Como todo artista , las cosas que uno crea pueden hablar de uno mismo. ¿Te tomas tu oficio, la música, como una forma de expresar no tan solo tu voz sino la de aquellas que no tienen la oportunidad de poder tenerla?


Todo lo que hago es para manifestar mi opinión. Como ser humano hago uso de mi trabajo para expresar lo que quiero y en un mundo donde los más enriquecidos y poderosos se han convertido en la máxima prioridad yo simplemente intento ser coherente con lo que pienso y tengo la suerte de mi trabajo se realice a través de micros y altavoces.


Prácticamente has convivido con la música toda la vida y has experimentado en todas sus formas: instruyendo en música, componiendo, formando parte de un exitoso grupo como Sau, en solitario... ¿Crees en la música como una forma de sensibilización?


Sí, la música raramente puede hacer daño, más bien todo lo contrario. Crea emociones y posee capacidades comunicativas.
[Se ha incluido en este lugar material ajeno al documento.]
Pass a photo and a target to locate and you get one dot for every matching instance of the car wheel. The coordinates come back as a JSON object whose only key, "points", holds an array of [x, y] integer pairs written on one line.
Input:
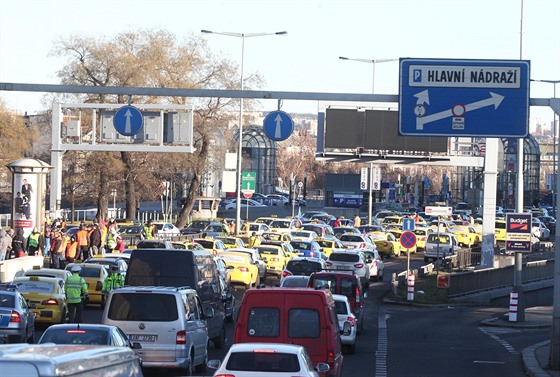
{"points": [[220, 340], [201, 368]]}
Colaboraste por primera vez con GCA en el febrero de 2011, en la sala Luz de Gas. Tocaste junto a José Mª Guzmán en un concierto que ofrecíais dentro del marco del festival Barnasant. El resultado benéfico iría destinado al proyecto de Felipe de las Casas para llevar agua esta empobrecida zona de Perú. Poco más tarde, repetiste y participaste en otro concierto donde estaba presente GCA, junto a otros artistas como Leslie, Sicus, Rambo o Frank Mercader. ¿Qué impresión recibiste de la ONG? ¿Qué visión tienes de los socios y cooperantes?


Gabriel Pérez, mi hermano , con el que tengo plena confianza, me dio a conocer a los Aguiluchos. Enseguida vi que le ponían
valor y una buena cantidad energía a todo lo que hacen y además, me iban a dejar contribuir con mi granito de arena en su trabajo. Mi posición es cómoda: subo a escena y ellos hacen el resto.
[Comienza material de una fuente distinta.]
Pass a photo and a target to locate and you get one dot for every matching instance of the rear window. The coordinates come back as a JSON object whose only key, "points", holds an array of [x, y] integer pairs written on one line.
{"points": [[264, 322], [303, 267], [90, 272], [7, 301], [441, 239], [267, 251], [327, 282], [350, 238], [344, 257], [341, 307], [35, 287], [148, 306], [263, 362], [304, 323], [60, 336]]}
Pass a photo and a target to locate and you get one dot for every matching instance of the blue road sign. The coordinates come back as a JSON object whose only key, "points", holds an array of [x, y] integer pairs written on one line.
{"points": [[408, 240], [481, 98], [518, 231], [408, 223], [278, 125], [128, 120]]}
Vivimos en un mundo en el que nos preocupa si la bolsa sube o baja, más que si hay quien no tiene para beber, para comer o sanarse. Me gustaría que en las noticias saliera cada día que una persona, en algún lugar del mundo, vive sin tener hogar. En lugar de eso, la prima de riesgo es la protagonista.


Tú sabes cómo una composición puede despertar miles de matices emocionales y giros de pensamiento en las personas. Tenemos precedentes de canciones que han nacido con “esa magia” como un ‘Imagine’ de John Lennon o un ‘A Change is gonna come’ de Sam Cooke...Si las canciones cambiaran el mundo (que lo hacen) con cuál te quedarías tú para decirle al mundo entero que despierte, que hay mucho que hacer todavía?


Me quedaría con la obra de Ludwig Van Beethoven, un hombre que acabó sordo y, cuentan, expresando muy mal humor. Y sin embargo, en la soledad que implica la sordera, compuso la 9ª Sinfonía, un canto al ser humano, a la esperanza. La Unión Europea llegó a acogerla como un símbolo.


La fuerza de esta composición habla por sí sola, por último, ¿qué significa para ti la palabra “cooperar”?


Ojalá no existieran palabras como esa, o “solidaridad”, “benéfico”. Todos nos deberíamos plantear, en el fondo de nuestro corazón, qué es el bien y qué es el mal y hacer un ejercicio de reflexión profunda sobre uno mismo.

Un abrazo a todos los Aguiluchos y que vuelen, ¡que vuelen bien alto!